As much as you'd like to think that Berkleyites are organic crunchers who bake bread, these ones aren't.

They're millionaires, and they have their fingers in everything from Berkeley city council, the preservation committee, to starting a group for moms who think just like them. George
Soros aside, these folks have plenty of money of their own. They made it when they were still young and have very little in common with the rank and trade, bible-thumping Democrats a lot of us grew up with.

They made their fortune with a company called Berkeley Systems,, which among other things, developed a screen saver with "flying toasters." These were winged toasters flying through the air on your computer in the late 1980's and 90's made by Berkley Systems. Remember it? Unless you weren't born, or you were completely oblivious, there's no way you could not have seen this iconic image.

But let's go back a bit.
In 1973,
Jefferson Airplane released an album with... you guessed it, winged flying toasters. It's such a zany idea. Who would have thought of it? It's not hard to imagine the album was popular, along with the smell of Herbal essence and patchoulli in the grimy apartments around Berkeley. (You can read about AfterDark Software and BerkSys on Wikipedia).

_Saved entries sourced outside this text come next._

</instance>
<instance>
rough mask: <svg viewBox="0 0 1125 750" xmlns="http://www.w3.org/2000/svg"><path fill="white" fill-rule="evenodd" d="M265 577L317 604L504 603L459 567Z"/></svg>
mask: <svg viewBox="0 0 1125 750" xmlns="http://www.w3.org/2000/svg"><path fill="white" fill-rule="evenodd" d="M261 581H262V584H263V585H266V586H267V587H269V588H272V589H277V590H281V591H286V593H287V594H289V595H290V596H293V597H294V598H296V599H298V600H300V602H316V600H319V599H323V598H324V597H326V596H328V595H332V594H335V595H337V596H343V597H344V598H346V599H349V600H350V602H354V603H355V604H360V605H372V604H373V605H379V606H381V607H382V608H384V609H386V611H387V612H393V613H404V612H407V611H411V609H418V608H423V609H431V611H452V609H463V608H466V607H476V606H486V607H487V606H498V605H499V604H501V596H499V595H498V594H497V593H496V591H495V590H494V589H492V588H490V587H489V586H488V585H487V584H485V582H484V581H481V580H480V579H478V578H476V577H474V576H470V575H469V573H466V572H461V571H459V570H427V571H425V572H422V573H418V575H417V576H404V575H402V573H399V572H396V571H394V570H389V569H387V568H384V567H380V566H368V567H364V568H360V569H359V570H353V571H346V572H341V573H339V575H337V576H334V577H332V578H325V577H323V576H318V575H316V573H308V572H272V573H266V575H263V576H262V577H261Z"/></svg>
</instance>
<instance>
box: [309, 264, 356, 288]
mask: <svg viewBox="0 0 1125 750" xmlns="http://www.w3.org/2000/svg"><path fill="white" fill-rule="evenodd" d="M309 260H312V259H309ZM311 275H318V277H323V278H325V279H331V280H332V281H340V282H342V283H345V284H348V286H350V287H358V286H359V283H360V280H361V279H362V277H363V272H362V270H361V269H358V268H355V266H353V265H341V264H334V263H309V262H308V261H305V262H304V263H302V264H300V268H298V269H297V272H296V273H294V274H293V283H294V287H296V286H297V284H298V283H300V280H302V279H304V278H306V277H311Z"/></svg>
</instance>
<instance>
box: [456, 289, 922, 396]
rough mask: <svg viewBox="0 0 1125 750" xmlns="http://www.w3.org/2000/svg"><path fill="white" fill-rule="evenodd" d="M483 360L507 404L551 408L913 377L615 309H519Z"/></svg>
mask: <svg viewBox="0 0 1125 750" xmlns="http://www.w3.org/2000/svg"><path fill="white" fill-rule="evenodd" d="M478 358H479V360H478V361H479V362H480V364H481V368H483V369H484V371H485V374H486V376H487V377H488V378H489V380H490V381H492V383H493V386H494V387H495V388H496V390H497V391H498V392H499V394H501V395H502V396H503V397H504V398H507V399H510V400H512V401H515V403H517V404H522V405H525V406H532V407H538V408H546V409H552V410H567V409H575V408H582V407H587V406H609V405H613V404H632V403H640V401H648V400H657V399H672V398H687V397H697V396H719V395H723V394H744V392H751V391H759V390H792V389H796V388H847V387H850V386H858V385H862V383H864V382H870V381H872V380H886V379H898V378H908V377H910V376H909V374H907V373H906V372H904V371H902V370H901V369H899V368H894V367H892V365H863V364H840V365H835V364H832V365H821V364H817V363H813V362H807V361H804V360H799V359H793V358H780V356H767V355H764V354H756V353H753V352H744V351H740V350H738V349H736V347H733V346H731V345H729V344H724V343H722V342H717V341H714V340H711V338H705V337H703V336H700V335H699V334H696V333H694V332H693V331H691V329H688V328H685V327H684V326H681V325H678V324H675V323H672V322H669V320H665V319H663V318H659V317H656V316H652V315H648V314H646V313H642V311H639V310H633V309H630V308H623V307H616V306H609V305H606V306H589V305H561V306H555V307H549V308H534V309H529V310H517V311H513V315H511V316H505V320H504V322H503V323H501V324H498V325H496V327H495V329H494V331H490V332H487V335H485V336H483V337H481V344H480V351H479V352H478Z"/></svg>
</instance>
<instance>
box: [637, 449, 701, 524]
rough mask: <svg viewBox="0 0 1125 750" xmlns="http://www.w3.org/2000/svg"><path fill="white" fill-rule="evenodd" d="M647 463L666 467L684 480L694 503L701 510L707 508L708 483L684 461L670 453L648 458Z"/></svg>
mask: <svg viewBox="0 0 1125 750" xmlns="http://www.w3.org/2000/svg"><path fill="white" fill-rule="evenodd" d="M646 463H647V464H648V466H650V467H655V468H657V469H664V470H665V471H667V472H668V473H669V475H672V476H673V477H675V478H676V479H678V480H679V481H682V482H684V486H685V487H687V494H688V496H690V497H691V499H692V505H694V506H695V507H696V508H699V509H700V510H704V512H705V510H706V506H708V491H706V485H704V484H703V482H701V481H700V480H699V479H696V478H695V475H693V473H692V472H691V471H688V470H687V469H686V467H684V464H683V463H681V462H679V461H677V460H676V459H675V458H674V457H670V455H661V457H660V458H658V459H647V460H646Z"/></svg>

Anyway, by 1994 Berkeley Systems was big business. Their flying toasters could be found everywhere. Jefferson Airplane sued them for copying their iconic image. Read about it here, in an article by Lance Rose in Wired. In court, Berkeley Systems claimed it had grown organically from the brain of one of their engineers named, Jack. Yeah, right, and pigs fly, too.

However, Jefferson Airplane LOST in court. The reason? Jefferson Airplane had failed to register their trademark in 1973. (Well, it was a rock band you know. Who thinks of trademarks when you've got groupies?). Berkeley systems got off scot-free. In fact, Wade Boyd claimed to never have seen a flying toaster before they released their product. Either he's discounted the entire idea of a subconscious which liberals thrive on, or this just made them the squarest nerds in Berkeley. What was Boyd listening to in the '70's? Montovani?

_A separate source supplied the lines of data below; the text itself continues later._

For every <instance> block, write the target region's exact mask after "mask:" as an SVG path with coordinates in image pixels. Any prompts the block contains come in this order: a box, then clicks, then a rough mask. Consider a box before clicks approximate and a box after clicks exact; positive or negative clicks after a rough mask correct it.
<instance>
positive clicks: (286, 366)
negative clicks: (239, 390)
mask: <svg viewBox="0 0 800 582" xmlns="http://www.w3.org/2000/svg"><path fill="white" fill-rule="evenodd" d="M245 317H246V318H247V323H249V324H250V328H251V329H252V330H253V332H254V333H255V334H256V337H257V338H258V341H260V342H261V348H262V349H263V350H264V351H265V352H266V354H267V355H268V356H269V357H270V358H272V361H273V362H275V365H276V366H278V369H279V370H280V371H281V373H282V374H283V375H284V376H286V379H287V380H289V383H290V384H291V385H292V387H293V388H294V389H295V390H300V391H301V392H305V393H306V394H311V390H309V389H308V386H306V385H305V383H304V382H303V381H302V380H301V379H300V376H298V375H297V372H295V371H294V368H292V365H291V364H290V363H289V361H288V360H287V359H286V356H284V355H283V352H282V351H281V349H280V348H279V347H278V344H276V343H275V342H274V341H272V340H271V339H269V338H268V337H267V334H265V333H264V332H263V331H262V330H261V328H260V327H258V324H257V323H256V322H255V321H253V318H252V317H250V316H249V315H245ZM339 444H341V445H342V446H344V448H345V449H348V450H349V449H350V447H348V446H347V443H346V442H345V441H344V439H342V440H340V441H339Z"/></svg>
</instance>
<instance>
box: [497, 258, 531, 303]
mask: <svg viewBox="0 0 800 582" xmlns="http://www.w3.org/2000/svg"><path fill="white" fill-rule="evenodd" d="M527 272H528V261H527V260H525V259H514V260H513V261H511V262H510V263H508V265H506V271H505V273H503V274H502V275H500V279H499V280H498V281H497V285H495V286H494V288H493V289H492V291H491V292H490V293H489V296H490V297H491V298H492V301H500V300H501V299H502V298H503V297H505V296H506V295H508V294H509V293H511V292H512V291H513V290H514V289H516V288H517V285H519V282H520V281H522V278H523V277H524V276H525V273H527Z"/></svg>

Still, one can't notice a glaring similarity between the two designs. To the average looker today, it's hard to believe it was coincidence, that they aren't overgrown toaster hijackers. Only they know the truth, but someone was angry enough to write about it on not one, but several wikipedia entries tied to their company. What can I say? Sometimes things are put there as a gift.

So they
learned a quick lesson. Slap this trademark shtick on a t-shirt and mug shopkeeper who doesn't have an intellectual rights attorney and you'll get your way.

So Olson got her way again. Cafe Press weighed the risk of taking on this overgrown adolescent toaster hijacker in court... even though they disagreed heartily with her.
But boy, was she wrong.


From Jon Healy of the Los Angeles Times weighed in on this maneuver to suppress free speech by MoveOn:

"Trademark law doesn't confer monopoly rights over all uses of a registered phrase or symbol, however, and it wasn't created simply to protect the trademark owner's interests. Instead, it's designed to protect consumers against being misled or confused about brands. The courts have repeatedly ruled in favor of parodies and critiques; that's why www.famousbrandnamesucks.com doesn't violate famousbrandname's trademark. And most, if not all, of the items targeted by MoveOn were clearly designed to razz it, not to trick buyers into thinking they were the group's products."

So in reality, these do-gooders are no different than any other rich business titans who are used to getting their own way. Even if it means quashing the First Amendment to anyone who disagrees with them.